I am an advocate for “yoga for every body,” because there is something to be found from practice on so many levels no matter what difficulties or limitations we face.  Yoga is the most wonderful tool that can give one a sense of self-intimacy and the potential for an inner calm, which eludes the majority of people looking for a way to relax.

Although I started doing yoga for the exercise that it gave my body, I was not prepared for the transformation that I would experience years after I started, that still continues over 30 years later.

For students who are overweight and have been intimidated by group exercise classes, I consider yoga a practice that emphasizes not only movement of muscle and joints, but also the movement of consciousness and awareness back to connecting with one self.  Too many people shy away from yoga because they are overweight or physically very tight.  This assumption keeps people from yoga who would receive the greatest benefits and need it as much as anyone else. Emphasized by media coverage of beautiful, skinny, flexible, young women shown in hard to achieve contortions segregates most full figured women from feeling comfortable attending yoga classes.

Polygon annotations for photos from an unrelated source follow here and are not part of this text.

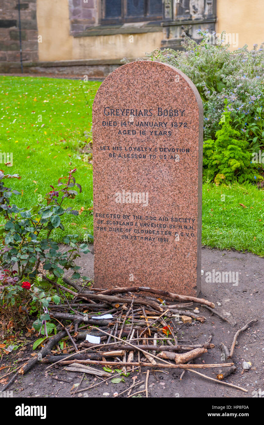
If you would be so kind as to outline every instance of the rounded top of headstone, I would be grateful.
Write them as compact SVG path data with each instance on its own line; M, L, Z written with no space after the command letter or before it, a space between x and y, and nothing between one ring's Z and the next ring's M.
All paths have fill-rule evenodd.
M202 102L192 81L175 67L151 60L130 62L111 72L99 88L93 106L96 108L105 96L122 100L131 95L143 99L150 95L155 96L153 101L158 101L164 92L167 100L170 97L174 101L175 97L189 98L194 102L196 100L199 113L202 113Z

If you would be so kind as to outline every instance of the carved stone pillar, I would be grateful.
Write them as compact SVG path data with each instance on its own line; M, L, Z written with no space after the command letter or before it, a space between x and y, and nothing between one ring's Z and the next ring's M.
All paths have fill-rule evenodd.
M215 30L216 0L164 0L162 48L181 50L184 34L199 42L198 30Z

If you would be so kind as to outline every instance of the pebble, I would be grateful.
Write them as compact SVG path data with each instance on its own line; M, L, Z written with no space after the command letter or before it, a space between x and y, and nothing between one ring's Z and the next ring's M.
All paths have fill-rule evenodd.
M248 363L247 362L243 362L242 365L242 367L244 369L244 370L249 370L249 369L250 368L250 367L251 367L251 365L250 365L250 364Z

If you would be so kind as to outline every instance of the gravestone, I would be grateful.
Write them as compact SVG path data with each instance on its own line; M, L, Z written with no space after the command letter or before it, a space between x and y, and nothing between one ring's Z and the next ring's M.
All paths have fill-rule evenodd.
M95 285L200 290L202 104L172 66L104 80L93 113Z

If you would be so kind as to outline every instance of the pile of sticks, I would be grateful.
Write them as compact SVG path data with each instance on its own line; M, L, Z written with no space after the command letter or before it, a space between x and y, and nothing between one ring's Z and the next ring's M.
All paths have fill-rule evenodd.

Yoga gives you a connection with your body in a way that changes habits in diet through self-awareness. I would hope that people with weight issues would try yoga with the expectation of coming back to their body.  Along with a calm approach to dealing with emotional blocks, which is what so often keeps people a stranger to their body, yoga can be the beginning of a healthier and happier relationship with their body, which was intended to serve us as a graceful vehicle for the spirit to creatively express itself.